James, I agree with you concern, and as someone else said the devil is in the details, you points are something that would need to be looked at if enough people though we should move forward and look at an idea like this, which I think we should, but not sure if enough traffic to start down that road yet. If we do though, this is the kind of input we'd need. -jim On Sat, Apr 3, 2010 at 5:08 AM, James Hess <mysidia@gmail.com> wrote:
On Fri, Apr 2, 2010 at 9:17 PM, jim deleskie <deleskie@gmail.com> wrote:
not, but I've been asking people last few months why we don't just do something like this. don't even need to get rid of BGP, just add some [snip] On Fri, Apr 2, 2010 at 11:13 PM, George Bonser <gbonser@seven.com> wrote: [snip]>> and there ya go. Oh, and probably create an AA RR in DNS that is in
ASN:x.x.x.x format. Increase the MTU a little and whammo! There ya go!
It's a good idea. But, it should be noted the 'end result' is not the only thing that matters, in regards to internet protocol, the transition mechanism you need to change and convince the community to change from using an old protocol and old methods to using a new protocol and new practices is almost everything --- stakeholders want no disruption to the stability, or end-to-end connectivity of the internet at any point in time -- if every network must update software, even in the same decade as each others' networks, the protocol change may be as good as dead, due to the relative infrequency of large providers updating equipment.
The lack of a good well-thought-out transition mechanism can in effect be a show-stopper for any proposed change to widely-deployed existing protocol.
IPv6 has 'dual stack'. It doesn't suffer the 1st problem, but its transition burden _still_ prevents universal IPv6 connectivity'. ASN routing would probably have a similar fate, unless someone came up with a bulletproof easy-as-pie transition mechanism (something preferably better than dual stack).
So, how does a HTTP client indicate in the IP packet, the destination ASN obtained from looking up the value of this AA record? And how does that packet get to the web server at another provider, when the user's ISP or their ISP's upstream transit provider is not "ASN-routing-ready" yet.........
Or do you suggest an internet flag day?
Also, the socket peer of every IP transaction needs to know the source ASN, that means if you modify IP packets to add a 'destination ASN field', you also need a 'source ASN' field.
Else there will be no way for the server to send return traffic with full IP information, or even complete TCP connection handshake reliably, especially in multi-homed scenarios.

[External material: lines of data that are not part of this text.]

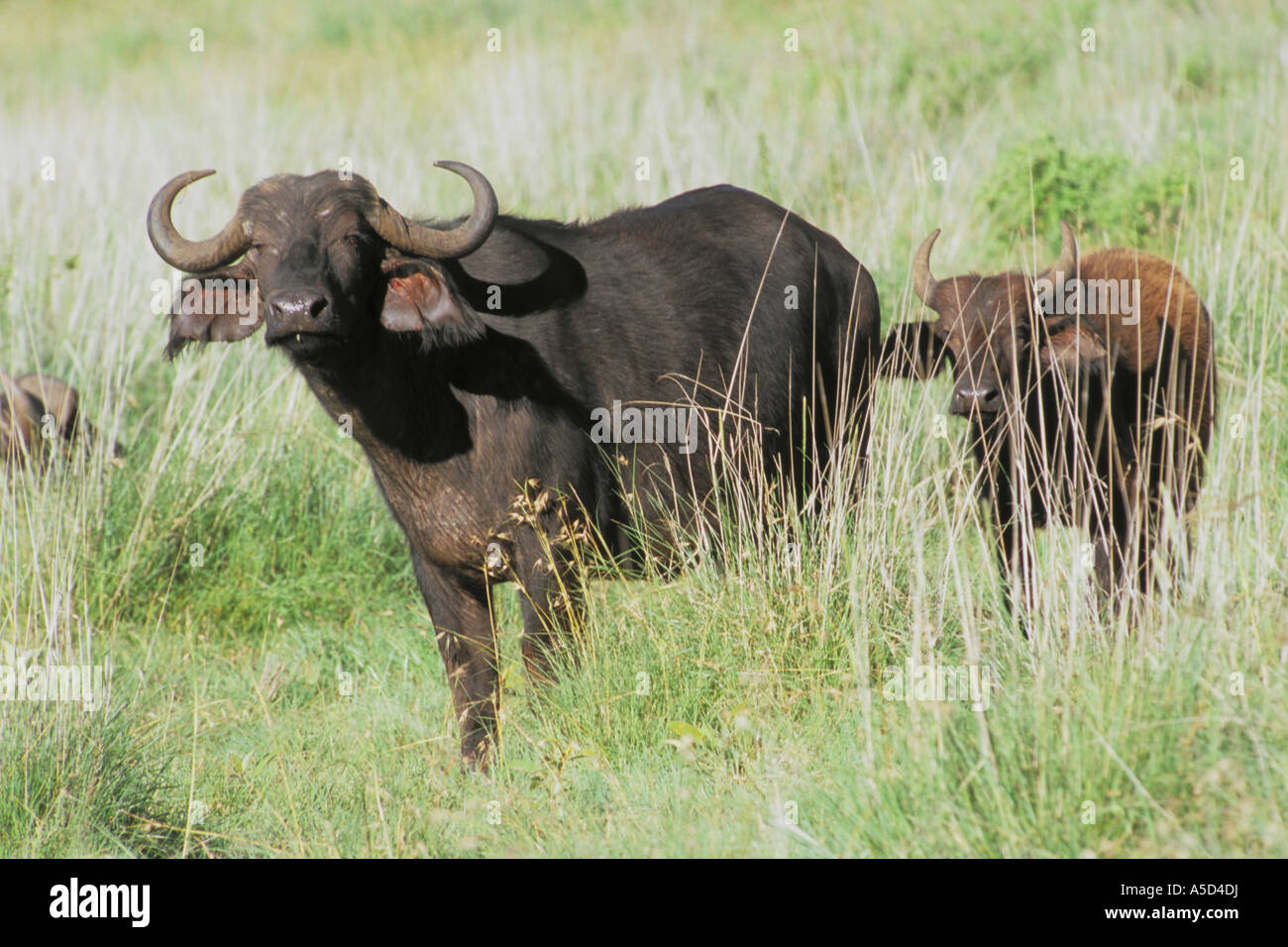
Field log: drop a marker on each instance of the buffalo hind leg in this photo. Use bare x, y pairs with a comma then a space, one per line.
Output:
553, 604
467, 639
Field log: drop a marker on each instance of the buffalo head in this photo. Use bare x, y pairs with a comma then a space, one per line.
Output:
322, 262
1001, 333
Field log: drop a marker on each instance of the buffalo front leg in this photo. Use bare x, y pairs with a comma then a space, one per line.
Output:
467, 639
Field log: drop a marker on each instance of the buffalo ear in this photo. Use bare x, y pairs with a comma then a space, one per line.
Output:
913, 350
1072, 350
215, 307
420, 299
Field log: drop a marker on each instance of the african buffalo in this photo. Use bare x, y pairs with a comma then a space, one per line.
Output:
1090, 392
483, 368
37, 411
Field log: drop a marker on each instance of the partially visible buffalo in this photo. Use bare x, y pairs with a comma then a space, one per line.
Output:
496, 359
35, 412
1090, 390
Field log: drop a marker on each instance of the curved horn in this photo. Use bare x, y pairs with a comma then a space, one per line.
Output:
922, 281
426, 241
1068, 263
189, 256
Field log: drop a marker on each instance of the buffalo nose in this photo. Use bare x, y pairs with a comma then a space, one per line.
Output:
984, 398
296, 304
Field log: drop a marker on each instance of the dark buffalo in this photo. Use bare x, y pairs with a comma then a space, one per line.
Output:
477, 364
1090, 392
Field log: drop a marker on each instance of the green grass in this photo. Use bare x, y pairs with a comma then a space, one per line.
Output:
284, 696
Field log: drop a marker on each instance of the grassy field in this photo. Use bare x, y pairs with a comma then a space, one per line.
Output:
274, 688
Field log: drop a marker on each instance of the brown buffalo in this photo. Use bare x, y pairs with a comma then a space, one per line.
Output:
35, 411
1090, 390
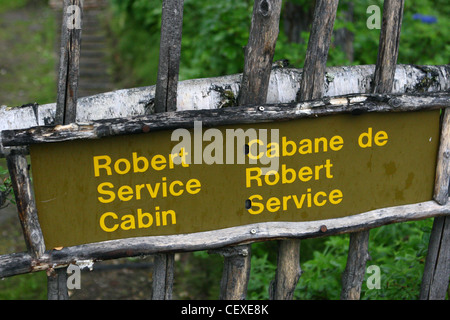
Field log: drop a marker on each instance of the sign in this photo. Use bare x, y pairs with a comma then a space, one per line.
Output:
203, 179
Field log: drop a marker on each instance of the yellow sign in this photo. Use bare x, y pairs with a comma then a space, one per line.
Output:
186, 181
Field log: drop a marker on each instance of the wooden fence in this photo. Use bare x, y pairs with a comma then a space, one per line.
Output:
234, 244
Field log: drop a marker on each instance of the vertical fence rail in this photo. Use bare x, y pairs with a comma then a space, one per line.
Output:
259, 54
358, 255
311, 87
69, 65
254, 87
436, 274
66, 106
166, 100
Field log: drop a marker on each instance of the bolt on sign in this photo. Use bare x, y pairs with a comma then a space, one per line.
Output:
202, 179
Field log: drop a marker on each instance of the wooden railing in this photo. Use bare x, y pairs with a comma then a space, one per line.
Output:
234, 243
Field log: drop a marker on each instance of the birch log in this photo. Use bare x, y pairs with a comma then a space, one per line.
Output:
202, 93
166, 100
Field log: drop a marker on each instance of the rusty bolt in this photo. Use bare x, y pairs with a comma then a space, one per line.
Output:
146, 128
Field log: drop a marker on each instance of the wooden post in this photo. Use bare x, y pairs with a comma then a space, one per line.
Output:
353, 276
435, 278
166, 100
313, 78
169, 56
69, 67
388, 46
259, 54
443, 164
288, 270
383, 83
163, 277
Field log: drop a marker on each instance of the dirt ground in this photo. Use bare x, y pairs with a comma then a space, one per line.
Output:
19, 70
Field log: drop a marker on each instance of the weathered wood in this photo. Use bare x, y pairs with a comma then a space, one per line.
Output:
259, 52
26, 206
69, 67
66, 105
312, 84
288, 270
163, 277
443, 164
169, 56
236, 272
352, 104
353, 276
436, 275
57, 284
311, 88
166, 100
388, 46
22, 262
435, 279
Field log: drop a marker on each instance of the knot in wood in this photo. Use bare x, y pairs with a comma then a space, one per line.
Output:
264, 8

Another result is if either connection endpoint does not know about the new 'ASN packet labelling', they will be unable to properly label their return traffic (particularly in the case of multi-homed networks)... resulting in lack of ability to connect to each other, as the return traffic goes somewhere other than where expected
ASN routing would also have some interesting implications for multi-homing in general. Introduces some potentially troubling scenarios where a malicious actor might find some advantage in the ability to force the ASN destination of arbitrary spoofed packets to something unnatural.